I.M. : Oui, et qui dégage un abandon qui me touche… On sent qu’elle est en train de renaître et c’est tout autant pour soutenir la jeune création que pour encourager la démarche culturelle de la ville que j’ai accepté de participer à cette première Design Parade.

Quelles répercussions le concours a-t-il eues ?
J.-P.B. : Nous avons reçu 66 dossiers de 14 nationalités. Ce qui montre l’intérêt des écoles et leur réelle attente pour ce genre d’événement. Le fait que l’École nationale supérieure des arts décoratifs accepte d’être partenaire d’une manifestation naissante est également un signe.
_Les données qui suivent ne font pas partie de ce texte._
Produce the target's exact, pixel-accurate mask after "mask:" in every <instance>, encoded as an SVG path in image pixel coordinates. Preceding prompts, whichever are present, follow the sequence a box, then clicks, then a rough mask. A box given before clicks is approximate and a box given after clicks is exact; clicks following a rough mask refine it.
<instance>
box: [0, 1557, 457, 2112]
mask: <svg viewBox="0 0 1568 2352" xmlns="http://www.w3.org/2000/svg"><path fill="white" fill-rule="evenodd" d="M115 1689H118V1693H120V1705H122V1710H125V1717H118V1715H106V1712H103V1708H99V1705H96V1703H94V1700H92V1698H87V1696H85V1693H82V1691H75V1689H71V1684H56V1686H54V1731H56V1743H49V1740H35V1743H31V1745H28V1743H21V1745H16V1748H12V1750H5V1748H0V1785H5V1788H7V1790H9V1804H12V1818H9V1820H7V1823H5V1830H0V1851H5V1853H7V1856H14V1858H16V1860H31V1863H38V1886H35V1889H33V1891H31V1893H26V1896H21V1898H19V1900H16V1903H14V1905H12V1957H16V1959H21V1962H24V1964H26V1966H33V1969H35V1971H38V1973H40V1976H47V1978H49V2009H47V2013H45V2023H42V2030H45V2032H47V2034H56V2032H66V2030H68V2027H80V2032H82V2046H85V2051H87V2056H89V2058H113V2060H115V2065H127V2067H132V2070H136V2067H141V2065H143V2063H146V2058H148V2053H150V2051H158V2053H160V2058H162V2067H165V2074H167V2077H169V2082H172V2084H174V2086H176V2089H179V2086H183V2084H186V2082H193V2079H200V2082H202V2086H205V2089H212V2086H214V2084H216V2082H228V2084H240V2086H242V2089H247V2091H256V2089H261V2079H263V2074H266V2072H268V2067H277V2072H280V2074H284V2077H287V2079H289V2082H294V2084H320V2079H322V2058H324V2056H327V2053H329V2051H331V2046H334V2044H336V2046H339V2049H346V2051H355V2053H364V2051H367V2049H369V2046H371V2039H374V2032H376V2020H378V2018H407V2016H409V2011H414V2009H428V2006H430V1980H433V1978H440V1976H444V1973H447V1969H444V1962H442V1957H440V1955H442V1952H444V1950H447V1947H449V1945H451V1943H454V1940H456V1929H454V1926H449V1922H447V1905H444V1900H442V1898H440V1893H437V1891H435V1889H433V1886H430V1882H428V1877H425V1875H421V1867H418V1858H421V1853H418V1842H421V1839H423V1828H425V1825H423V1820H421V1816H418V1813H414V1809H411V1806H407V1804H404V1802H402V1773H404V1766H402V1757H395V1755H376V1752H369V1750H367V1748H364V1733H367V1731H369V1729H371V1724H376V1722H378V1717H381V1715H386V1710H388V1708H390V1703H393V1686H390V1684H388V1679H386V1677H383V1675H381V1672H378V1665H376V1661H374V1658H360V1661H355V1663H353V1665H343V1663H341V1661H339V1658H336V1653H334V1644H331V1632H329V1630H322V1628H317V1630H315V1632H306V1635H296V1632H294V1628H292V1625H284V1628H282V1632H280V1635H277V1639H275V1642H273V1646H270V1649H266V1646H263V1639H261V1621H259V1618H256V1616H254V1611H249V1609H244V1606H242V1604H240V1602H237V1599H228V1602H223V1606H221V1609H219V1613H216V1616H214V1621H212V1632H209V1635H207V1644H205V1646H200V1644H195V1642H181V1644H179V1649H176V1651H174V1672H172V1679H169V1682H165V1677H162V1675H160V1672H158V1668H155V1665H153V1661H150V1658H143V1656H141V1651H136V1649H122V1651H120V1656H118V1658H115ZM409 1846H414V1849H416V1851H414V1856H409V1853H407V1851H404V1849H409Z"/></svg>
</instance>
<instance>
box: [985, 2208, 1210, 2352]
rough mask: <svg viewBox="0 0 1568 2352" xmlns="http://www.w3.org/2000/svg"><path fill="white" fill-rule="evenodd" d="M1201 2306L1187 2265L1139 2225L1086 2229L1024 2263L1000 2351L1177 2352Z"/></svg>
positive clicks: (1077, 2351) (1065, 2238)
Son directeur, David Caméo, est venu en personne participer au jury ! Sans parler du parrainage des frères Bouroullec, du partenariat avec Pierre Frey ou Vitra, de la présence de Marie-Claude Beaud, de Chanel et de tous les designers amis de la Villa Noailles, qui ont mis leurs créations à la disposition des candidats.

L’esprit de famille qui règne à la Villa Noailles pourra-t-il être transposé à Toulon ?
J.-P.B. : Les liens construits avec cette génération dite des « bébés Noailles » se sont tissés naturellement et sont très touchants à vivre. Nous mettons un point d’honneur à accompagner, sur le long terme, stylistes, photographes ou designers. Ceux d’entre eux qui sont devenus célèbres continuent de venir nous voir. Mais notre attention est aussi dirigée vers le public. Il est réellement surprenant de voir comment, dans un pays comme le nôtre, célèbre pour le luxe, la mode et le design, le public est tenu à l’écart de la création. Il n’est bon qu’à consommer. Nous espérons lui redonner sa place au début du processus et partager avec lui le contact avec les créateurs ! C’est l’une des raisons de vivre de la Villa Noailles et ce sera le fil rouge de la Design Parade Toulon.